Monday, December 29, 2008
I attended a sleep study and the doctor decided that a cpap machine was the best way to help me with this problem. The cpap machine forces air through a flexible tube to a mask covering my nose. This steady stream of air forces my airway to stay open and keeps me from snoring. This has the added benefit (according to Debra) of making it almost impossible to talk. If I try to speak, while the cpap machine is running, the air comes in through my nose and exits out of my mouth. I can be understood, but it sounds like I am being hit in the stomach as I speak. I can not even describe the feeling. It is weird.
Yesterday Athena, our cat, must have decided that I did not give her enough attention before retiring for the evening. I woke with a gasping start. The cpap machine was no longer running.

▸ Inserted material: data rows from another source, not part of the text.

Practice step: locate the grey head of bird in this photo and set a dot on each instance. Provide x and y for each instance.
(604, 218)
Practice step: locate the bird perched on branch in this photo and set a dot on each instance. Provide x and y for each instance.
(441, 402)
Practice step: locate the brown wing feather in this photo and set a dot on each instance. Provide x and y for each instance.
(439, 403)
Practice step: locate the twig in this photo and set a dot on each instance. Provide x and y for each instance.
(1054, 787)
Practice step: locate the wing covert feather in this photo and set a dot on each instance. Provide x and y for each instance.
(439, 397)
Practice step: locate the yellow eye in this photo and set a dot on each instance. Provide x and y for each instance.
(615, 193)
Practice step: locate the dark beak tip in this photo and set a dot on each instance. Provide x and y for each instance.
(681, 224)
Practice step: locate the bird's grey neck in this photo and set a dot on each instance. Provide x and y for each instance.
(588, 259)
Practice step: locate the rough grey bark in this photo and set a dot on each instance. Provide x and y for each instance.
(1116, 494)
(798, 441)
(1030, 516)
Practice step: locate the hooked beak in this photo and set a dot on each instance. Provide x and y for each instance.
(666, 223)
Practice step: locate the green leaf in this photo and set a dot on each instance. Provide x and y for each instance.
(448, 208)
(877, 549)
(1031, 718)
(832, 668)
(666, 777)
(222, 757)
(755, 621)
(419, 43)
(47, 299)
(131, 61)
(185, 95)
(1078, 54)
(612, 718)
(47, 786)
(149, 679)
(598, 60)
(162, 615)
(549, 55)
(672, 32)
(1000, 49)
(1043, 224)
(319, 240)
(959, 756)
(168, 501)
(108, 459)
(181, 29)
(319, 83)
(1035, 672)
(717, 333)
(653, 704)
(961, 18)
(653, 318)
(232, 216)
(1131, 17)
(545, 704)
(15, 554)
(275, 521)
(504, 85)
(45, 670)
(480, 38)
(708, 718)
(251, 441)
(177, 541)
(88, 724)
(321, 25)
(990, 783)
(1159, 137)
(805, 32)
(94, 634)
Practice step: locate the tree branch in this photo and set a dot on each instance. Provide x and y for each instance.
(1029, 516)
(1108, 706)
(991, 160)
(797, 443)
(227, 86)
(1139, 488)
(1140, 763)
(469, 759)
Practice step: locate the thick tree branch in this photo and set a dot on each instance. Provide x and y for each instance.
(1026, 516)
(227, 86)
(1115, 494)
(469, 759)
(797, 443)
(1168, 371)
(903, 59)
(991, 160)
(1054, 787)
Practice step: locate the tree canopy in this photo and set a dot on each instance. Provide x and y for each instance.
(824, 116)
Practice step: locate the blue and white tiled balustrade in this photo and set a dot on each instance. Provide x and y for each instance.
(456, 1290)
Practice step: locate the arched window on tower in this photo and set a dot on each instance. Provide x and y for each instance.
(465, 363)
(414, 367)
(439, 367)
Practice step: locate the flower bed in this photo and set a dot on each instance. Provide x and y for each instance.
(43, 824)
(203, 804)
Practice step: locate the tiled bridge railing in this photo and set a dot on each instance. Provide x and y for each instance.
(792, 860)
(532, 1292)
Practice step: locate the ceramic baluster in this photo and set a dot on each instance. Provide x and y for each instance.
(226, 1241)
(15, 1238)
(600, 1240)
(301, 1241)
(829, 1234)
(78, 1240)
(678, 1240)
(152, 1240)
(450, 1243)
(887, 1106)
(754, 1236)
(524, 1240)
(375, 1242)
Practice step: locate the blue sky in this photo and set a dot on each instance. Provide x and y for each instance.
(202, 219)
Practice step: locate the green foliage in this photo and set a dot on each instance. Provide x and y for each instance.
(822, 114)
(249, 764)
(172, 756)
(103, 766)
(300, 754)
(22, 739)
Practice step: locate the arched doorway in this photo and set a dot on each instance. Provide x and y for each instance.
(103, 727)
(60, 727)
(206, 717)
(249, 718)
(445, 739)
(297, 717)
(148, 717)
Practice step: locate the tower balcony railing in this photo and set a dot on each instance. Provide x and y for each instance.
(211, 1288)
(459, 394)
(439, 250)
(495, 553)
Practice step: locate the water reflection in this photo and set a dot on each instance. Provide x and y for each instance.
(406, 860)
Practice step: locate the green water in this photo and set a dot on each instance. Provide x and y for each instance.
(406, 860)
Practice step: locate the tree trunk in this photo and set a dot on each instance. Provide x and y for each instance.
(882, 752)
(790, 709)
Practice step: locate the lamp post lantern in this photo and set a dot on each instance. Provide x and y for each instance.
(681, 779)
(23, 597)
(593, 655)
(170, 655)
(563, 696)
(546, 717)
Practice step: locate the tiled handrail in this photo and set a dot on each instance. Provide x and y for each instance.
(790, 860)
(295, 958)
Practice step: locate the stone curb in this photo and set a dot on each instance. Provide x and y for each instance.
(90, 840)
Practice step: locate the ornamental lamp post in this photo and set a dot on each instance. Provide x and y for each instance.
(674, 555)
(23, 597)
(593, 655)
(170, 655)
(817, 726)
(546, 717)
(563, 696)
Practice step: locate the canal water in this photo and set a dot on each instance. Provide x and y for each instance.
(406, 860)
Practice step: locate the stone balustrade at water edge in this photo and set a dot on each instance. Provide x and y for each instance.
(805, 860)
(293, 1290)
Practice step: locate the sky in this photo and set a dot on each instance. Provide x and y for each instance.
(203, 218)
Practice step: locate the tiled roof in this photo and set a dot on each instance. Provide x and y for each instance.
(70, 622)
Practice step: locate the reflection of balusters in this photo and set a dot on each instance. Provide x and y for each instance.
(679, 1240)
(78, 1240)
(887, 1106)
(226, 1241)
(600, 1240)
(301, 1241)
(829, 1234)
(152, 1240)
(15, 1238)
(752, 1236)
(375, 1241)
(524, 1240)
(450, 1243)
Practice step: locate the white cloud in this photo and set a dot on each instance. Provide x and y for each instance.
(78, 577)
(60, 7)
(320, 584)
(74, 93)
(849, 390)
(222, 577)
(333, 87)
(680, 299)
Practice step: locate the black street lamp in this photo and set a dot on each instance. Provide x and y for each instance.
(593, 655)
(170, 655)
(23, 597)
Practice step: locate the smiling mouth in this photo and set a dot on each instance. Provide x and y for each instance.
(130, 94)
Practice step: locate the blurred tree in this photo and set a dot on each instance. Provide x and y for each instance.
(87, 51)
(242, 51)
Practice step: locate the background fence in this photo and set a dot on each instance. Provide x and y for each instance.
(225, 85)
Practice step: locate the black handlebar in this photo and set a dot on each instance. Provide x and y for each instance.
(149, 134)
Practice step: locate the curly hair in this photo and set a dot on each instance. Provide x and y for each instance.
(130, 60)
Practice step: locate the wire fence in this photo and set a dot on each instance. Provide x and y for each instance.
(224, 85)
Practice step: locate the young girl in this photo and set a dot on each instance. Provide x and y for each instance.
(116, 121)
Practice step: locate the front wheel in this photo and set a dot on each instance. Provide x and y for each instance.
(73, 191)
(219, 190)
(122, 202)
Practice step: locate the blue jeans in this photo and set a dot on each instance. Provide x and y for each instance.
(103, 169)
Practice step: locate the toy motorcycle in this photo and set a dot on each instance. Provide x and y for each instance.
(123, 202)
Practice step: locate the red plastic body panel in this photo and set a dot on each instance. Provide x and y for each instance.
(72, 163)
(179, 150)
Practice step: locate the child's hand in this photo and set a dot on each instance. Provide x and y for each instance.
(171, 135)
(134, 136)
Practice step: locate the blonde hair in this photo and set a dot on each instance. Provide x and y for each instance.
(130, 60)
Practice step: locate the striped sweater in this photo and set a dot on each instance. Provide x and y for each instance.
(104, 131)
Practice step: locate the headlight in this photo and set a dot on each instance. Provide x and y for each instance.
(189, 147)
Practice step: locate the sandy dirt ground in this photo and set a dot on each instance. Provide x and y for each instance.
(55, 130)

I looked down and Athena was sitting beside it looking up at me (the buttons on top of the cpap are easy to push).
I could almost read her face:
“You’re lucky I don’t have a horse head to put in the bed with you.”
I turned the machine back on and slept through the rest of the night.
Athena did not give me an offer I could not refuse the next morning, but I did give her a lot of attention.
Just in case.
Wednesday, December 24, 2008
I ask him if he rebooted.
Customer: “No I did not.”
Me: “Ok. Please reboot the computer. This normally brings it back up.”
About 10 seconds pass by.
Customer: “It didn’t work.”
Me: “Excuse me?”
Customer (a little exasperated): “It didn’t work.”
Me: “You rebooted?”
Customer: “Yeah. I turned it off and when I turned it back on the blue screen error was there again.”
Me: “Where is the power button located?”
Customer: “On my computer.”
Me: “Where exactly?”
Customer: “On the lower right hand corner of the monitor.”
Me: “Alright. There is another power button located on the box.”
Customer: “Nothing happens when I push that button.”
Me: “Please hold the button in for 10 seconds.”
Customer (after 10 seconds): “Ok, that worked. The computer is off now.”
Me: “Is it booting up?”
Customer: “Do you want me to turn it on?”
Me: “Yes. Please.”
I hear the Windows start up over the phone.
Customer: “That worked. Thank you.”
Me: “You’re welcome. Have a nice day.”
At least he wasn’t rude.
Monday, December 22, 2008
“Get up and come down stairs.”
He’s too sleepy to think about anything more than the command. He’s a good boy.
We have a brief, spirited, debate when he realizes that I expect him to empty the dishwasher. I take a few pictures and I can almost see the smoke coming out of his ears. It is the angriest I have ever seen him. It was beautiful. Yes, I’m gloating.
It took about 15 minutes for him to empty the dishwasher. It was the fastest I have ever seen him empty it. I may have to remember that. Normally it is a 45 minute job and I will have to remind him at least 5 times to stop goofing off and to finish the dishes. He went back to bed and did not come out of his room until about 9am.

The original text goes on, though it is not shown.